Parmi les personnages, on y voit des hommes et des femmes noirs utilisés comme une allégorie. En effet, la couleur noire représente le premier stade de la matière pour les alchimistes.
Des amoureux sont enfermés dans une sphère de cristal, symbole de la fragilité de l’univers. L’humanité ne pouvant être protégée du temps dans ce jardin du mal est vouée à son anéantissement. Cette image relève d’un vieux proverbe flamant qui dit : « Le bonheur est comme le verre, vite brisé ».
Les allégories sexuelles sont elles aussi omniprésentes dans ce retable. Les personnages et bêtes hybrides s’abandonnent à des plaisirs charnels. Les baies rouges, fruits des bois et fraises, gourmande moisson, sont le rappel d’un licencieux libertinage.
Bosch fait apparaître sur ses toiles des mandragores, le LSD de l’époque, qui peut ainsi expliquer sa troublante inspiration, mais il se peut que ce soit Le Datura, une plante aux propriétés hallucinogènes utilisées par lesdites sorcières, que notre roi de l’onirisme consommait. Malgré tout, son secret est emporté avec lui.
L’étude des dessins par des spécialistes permet de comprendre son emprunte au style Renaissance. Aussi, les infrarouges font naître de nombreuses recherches cachées sous des repeints.
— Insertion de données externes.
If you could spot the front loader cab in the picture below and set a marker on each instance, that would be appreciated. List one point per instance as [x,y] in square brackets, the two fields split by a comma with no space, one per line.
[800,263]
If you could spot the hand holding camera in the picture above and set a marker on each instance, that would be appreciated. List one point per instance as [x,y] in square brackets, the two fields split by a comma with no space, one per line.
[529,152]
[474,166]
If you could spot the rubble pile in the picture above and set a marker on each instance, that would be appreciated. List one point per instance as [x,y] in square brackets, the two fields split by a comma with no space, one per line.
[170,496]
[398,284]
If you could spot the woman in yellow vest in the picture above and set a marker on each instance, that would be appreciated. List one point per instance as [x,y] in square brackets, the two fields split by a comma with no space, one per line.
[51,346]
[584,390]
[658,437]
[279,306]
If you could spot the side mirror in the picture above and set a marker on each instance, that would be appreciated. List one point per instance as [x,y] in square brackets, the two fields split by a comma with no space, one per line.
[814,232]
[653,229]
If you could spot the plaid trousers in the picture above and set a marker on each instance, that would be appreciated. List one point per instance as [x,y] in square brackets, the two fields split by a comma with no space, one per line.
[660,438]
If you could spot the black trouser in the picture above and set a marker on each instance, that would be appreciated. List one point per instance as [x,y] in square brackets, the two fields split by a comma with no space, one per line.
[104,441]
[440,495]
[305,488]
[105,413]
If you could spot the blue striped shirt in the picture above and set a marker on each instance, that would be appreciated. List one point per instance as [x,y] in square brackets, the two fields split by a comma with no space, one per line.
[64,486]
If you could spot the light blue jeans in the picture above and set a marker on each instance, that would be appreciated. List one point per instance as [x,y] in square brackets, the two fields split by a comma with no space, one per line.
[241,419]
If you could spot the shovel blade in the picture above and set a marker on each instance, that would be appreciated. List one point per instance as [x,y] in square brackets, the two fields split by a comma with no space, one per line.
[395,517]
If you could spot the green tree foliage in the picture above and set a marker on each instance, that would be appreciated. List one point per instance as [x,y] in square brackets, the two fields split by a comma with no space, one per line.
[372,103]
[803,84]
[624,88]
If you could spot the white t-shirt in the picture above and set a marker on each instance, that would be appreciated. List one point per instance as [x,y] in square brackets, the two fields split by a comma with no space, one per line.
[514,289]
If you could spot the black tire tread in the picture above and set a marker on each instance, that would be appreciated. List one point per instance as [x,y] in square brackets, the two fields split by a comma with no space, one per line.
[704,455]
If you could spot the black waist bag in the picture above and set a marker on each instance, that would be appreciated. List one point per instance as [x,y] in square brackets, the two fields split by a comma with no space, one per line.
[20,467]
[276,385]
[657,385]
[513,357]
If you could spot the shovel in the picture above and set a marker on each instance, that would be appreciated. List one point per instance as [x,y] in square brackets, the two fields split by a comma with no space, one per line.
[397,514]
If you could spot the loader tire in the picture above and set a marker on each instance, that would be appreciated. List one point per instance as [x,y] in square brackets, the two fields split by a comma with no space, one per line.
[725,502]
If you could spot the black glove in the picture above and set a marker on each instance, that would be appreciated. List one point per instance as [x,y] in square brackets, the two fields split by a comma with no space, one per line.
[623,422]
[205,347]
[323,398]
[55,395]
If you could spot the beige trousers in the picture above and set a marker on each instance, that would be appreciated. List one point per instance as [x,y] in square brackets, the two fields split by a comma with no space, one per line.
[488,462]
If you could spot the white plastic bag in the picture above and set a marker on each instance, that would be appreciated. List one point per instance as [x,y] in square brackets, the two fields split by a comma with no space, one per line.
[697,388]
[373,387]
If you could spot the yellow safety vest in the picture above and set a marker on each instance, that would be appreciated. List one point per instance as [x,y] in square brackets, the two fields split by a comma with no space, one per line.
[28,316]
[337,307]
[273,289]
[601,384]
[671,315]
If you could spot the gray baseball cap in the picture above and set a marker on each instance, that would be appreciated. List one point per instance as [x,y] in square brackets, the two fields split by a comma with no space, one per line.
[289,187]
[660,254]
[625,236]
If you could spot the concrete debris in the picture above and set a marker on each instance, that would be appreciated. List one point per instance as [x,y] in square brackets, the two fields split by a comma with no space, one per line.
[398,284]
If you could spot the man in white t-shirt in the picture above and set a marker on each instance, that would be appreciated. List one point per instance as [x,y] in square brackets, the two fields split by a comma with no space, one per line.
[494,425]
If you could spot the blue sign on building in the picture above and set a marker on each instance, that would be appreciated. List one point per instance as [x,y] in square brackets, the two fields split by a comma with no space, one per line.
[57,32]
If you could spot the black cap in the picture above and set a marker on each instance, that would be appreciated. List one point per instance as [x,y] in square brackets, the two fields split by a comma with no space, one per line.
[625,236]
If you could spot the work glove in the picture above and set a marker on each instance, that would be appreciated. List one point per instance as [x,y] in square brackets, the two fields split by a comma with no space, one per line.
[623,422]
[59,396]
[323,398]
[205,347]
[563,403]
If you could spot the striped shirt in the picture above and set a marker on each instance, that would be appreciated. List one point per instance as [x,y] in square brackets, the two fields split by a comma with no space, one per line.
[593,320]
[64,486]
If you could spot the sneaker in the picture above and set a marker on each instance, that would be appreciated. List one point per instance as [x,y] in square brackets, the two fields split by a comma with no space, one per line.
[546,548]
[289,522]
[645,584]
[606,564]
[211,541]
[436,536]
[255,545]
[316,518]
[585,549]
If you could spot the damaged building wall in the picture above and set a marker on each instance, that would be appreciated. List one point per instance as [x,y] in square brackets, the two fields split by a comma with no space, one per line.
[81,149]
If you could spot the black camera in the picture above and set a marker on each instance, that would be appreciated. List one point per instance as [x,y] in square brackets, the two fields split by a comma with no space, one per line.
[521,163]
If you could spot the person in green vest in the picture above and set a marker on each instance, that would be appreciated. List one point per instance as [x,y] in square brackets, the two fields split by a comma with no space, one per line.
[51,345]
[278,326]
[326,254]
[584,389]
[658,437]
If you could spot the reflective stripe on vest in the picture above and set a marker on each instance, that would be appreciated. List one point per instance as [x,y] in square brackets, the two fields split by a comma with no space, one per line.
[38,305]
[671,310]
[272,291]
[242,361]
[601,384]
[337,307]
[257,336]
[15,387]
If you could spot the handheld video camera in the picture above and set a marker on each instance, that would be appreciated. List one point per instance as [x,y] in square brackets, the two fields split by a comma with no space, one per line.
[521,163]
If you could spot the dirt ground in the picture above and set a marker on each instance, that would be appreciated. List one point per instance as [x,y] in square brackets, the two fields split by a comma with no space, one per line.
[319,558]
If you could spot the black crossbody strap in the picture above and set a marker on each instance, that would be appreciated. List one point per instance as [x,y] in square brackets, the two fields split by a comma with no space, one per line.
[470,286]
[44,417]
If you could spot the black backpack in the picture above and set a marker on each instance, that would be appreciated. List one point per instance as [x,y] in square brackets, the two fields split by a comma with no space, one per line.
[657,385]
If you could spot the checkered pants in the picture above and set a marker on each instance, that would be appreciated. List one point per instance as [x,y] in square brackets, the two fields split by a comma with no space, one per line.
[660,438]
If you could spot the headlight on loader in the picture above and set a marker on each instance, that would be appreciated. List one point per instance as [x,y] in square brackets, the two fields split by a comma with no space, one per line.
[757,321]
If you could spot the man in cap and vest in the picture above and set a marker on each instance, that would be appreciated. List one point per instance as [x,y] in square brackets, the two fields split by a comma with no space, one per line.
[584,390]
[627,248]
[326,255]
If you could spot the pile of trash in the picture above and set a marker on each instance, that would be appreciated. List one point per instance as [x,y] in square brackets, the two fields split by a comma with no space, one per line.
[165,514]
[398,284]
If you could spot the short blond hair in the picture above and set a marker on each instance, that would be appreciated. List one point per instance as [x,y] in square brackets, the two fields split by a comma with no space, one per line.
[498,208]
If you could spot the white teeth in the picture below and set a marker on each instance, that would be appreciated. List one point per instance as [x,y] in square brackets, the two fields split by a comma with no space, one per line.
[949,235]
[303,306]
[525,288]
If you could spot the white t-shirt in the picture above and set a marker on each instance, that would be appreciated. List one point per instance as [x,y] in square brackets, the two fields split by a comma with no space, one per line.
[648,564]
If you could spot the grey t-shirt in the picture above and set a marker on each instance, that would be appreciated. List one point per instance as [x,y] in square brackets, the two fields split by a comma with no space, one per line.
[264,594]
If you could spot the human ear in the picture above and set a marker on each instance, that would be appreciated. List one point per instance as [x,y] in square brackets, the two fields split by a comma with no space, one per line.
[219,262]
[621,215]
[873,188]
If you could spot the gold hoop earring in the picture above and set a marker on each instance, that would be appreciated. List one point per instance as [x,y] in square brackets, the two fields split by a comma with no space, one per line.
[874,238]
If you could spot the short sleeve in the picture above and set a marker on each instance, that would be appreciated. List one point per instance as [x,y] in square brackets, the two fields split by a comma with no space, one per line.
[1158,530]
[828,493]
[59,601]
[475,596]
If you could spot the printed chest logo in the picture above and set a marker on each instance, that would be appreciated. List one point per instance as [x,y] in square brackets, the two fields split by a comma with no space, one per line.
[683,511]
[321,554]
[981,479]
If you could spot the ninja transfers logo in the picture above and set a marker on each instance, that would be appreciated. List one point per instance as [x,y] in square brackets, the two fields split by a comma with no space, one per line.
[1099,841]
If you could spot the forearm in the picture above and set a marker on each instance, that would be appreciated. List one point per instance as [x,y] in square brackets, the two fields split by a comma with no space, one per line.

Cette exploration est basée sur des nouveautés artistiques italiennes connues lors de son séjour à Venise. Ce voyage donne une nouvelle dimension à sa créativité. On remarque plus d’espaces, de paysages et des effets lumineux qui donnent à ses dessins une plus grande profondeur.
Des modello, baptisés aussi croquis, sont retrouvés et peuvent être mis en rapport avec des tableaux comme le Jugement Dernier ou le Jardin des Délices, mais aucun n’a vraisemblablement la fonction d’exercice préparatoire. Le contact avec la peinture latine et celle de Durer s’établit dans un échange mutuel d’influences. Vers 1510, son style s’enrichit d’effets chromatiques et d’une connaissance nouvelle sur l’architecture. Ses personnages aux visages grotesques vont occuper le premier plan pour donner une composition moderne. Ce nouveau genre est appelé tableau à « demi-figures ».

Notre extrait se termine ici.